American painter who was known for her portraits. Born on January 28, 1900, in Merion Square, Pennsylvania; died on October 13, 1984, in New York City; third of four children (two girls and two boys) of George Neel (a railroad clerk) and Alice Concross (Hartley) Neel; attended public high school in Colwyn, Pennsylvania; graduated from the Philadelphia School of Design for Women (now the Moore College of Art), 1925; married Carlos Enríquez (an artist), on June 1, 1925 (separated 1930); lived with Kenneth Doolittle (a sailor), 1931–33; lived with José Santiago (a musician), 1935–39; children: Santillana Enríquez (1926–1927); Isabella Lillian Enríquez (b. 1928); Richard Neel (b. 1939); Hartley Stockton Neel (b. 1941).

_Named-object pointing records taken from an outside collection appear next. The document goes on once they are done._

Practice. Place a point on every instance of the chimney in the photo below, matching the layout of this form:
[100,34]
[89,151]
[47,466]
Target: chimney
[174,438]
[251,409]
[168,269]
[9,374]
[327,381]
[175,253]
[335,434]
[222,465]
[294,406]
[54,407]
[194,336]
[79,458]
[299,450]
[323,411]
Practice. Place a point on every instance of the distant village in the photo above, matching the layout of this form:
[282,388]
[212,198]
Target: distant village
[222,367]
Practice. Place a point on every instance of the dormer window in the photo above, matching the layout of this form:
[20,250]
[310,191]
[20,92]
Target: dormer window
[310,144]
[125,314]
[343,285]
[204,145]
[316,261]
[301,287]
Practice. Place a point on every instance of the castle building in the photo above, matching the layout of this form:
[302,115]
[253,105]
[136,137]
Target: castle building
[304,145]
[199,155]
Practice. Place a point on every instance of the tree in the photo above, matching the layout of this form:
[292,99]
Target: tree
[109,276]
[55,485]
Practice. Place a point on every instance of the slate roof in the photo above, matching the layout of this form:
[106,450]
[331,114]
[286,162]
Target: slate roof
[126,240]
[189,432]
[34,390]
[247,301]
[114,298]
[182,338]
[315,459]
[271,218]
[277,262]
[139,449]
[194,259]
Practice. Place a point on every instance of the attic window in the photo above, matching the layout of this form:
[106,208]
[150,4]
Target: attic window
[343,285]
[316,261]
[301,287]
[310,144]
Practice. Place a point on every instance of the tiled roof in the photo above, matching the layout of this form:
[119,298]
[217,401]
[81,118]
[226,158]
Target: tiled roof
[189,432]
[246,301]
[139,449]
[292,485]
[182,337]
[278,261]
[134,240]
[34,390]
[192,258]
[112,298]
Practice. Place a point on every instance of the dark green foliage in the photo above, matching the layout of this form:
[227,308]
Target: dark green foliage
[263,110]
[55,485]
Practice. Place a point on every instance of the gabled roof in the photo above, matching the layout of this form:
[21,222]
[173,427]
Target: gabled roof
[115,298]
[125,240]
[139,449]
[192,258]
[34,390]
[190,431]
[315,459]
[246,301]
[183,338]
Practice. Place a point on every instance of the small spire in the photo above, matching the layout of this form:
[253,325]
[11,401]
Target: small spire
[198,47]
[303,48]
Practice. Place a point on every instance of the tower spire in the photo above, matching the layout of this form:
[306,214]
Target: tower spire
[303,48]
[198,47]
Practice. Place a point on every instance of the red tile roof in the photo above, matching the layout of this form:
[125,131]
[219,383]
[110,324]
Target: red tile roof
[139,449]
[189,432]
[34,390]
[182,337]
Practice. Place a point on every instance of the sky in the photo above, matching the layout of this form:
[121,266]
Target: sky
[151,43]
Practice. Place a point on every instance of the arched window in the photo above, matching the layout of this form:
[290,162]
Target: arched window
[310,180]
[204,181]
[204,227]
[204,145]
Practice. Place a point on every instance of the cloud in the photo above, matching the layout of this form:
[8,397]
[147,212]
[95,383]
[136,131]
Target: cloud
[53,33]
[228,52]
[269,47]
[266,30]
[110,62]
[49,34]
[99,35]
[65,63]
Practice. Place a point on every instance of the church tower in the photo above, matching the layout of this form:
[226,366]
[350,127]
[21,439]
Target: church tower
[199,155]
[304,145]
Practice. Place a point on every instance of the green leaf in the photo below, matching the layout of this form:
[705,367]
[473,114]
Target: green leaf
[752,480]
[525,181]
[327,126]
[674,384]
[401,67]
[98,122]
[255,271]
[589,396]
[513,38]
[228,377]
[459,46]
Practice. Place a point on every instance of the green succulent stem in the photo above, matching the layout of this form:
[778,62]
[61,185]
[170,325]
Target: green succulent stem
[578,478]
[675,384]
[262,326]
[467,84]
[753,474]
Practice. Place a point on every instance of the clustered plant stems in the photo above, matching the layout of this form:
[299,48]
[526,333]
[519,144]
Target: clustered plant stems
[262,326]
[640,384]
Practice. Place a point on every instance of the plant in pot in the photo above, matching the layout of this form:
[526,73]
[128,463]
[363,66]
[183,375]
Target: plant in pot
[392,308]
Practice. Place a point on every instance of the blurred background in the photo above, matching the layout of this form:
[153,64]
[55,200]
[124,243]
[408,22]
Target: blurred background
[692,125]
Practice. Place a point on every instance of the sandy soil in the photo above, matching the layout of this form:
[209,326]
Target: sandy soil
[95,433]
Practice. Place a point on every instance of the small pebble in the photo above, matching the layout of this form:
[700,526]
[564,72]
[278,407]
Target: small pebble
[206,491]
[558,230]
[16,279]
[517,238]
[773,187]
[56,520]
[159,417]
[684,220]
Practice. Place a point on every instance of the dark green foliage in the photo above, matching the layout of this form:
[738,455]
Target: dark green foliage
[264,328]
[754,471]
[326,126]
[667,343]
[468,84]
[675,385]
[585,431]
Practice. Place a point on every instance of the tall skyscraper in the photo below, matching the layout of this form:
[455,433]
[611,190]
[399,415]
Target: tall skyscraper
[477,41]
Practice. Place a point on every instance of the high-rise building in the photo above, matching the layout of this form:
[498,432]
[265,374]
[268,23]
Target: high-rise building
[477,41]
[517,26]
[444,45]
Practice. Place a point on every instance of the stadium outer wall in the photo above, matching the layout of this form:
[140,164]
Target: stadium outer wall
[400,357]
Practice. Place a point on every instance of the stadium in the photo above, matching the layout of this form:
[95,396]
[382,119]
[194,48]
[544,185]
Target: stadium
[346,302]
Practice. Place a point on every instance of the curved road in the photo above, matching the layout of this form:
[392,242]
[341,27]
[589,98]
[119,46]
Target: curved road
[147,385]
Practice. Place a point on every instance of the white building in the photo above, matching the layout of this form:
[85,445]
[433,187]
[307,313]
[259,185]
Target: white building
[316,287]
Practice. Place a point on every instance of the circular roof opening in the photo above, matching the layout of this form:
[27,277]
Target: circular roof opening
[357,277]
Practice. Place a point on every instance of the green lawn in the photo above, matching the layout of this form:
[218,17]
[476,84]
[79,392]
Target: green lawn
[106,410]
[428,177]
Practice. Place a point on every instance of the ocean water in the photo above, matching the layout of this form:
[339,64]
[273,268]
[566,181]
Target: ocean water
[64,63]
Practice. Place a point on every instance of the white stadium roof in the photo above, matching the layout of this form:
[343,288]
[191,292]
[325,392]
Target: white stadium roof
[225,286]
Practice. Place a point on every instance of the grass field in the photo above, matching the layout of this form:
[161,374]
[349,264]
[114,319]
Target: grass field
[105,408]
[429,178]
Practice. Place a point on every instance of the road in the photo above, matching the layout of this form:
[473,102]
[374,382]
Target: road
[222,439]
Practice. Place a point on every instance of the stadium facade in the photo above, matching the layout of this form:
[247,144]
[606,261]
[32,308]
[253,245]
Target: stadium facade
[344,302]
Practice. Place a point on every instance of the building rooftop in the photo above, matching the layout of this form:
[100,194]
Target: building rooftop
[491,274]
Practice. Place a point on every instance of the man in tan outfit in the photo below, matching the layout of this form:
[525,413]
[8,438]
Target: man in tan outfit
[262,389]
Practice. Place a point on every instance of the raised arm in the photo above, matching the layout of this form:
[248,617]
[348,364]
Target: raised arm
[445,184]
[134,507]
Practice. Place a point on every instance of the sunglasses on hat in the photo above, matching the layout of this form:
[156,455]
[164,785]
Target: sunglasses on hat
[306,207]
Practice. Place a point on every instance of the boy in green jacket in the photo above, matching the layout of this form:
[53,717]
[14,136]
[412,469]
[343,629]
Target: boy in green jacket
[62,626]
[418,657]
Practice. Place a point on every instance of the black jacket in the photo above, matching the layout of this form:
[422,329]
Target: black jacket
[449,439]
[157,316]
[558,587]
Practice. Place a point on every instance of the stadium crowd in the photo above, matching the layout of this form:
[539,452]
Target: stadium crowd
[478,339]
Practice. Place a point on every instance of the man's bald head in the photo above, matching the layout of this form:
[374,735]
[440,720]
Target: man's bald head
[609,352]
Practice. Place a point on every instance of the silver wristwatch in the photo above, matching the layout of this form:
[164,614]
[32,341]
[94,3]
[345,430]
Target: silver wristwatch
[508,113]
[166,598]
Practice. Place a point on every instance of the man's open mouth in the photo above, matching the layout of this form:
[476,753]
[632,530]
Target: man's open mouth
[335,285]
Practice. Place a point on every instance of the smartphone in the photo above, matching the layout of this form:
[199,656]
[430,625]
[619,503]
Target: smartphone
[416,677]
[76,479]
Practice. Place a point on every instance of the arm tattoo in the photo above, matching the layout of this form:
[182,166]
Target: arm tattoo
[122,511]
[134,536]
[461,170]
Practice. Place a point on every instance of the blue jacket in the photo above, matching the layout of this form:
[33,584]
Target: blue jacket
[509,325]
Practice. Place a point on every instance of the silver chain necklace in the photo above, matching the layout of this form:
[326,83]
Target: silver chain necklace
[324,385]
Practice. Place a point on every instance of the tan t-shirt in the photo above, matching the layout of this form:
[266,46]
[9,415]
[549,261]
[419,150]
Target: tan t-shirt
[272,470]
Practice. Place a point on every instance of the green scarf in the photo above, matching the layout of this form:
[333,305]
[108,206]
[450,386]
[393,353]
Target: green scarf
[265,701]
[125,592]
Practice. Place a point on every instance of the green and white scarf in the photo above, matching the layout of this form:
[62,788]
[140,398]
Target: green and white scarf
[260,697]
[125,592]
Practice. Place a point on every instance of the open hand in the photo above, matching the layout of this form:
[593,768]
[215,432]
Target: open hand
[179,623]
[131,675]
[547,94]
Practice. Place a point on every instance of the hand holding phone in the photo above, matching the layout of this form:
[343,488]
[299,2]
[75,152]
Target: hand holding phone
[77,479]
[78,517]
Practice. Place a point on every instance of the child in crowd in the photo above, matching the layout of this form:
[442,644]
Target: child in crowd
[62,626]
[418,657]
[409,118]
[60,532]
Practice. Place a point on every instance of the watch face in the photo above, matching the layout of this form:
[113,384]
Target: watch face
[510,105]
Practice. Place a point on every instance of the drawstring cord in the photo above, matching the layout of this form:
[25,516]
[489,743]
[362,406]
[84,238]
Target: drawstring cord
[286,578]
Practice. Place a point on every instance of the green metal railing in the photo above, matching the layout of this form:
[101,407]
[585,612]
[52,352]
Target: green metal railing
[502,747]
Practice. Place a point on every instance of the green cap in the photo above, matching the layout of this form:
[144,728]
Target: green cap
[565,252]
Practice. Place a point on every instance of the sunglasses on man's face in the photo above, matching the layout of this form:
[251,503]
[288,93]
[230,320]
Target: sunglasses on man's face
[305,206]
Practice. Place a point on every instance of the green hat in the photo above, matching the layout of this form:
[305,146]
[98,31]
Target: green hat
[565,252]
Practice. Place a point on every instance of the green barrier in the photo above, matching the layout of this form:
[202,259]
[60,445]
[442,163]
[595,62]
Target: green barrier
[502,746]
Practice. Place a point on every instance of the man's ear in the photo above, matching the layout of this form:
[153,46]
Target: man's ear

The American painter Alice Neel often referred to herself as "a collector of souls," alluding to the expressionist portraits that comprise the bulk of her work, though she also painted landscapes, cityscapes, interiors, and still lifes. Consigning to canvas her family, friends, and lovers, as well as celebrities and derelicts, the artist sought to record the human comedy—much the way Balzac did in literature—revealing through them a unique and poignant insight into 20th-century life. "Alice Neel's highly personal art reveals her private emotions and the realities of her world," writes William D. Paul, Jr. "But more importantly, she shares with us her remarkable ability to penetrate the psyches, minds, and emotions of her subjects. More often than not, the candor of Alice's vision has left her sitters ruthlessly exposed, stripped of veneer, for all the world to see." Neel was personally acquainted with much of the pain and vulnerability she frequently exposed in others. For many years, her life was dominated by her volatile relationships with men, several of whom abused and deserted her, and one who literally destroyed most of her work. She lost one child through death and was forced by economic adversity to send another away, resulting in a nervous breakdown that nearly ended her life. Finally, like so many artists, particularly women, Neel went unrecognized by her peers and the public for years. It was well into the 1960s before she began to capture the attention of the art world and not until 1974, ten years before her death, that a long-overdue retrospective exhibition of her work was held at the Whitney Museum in New York.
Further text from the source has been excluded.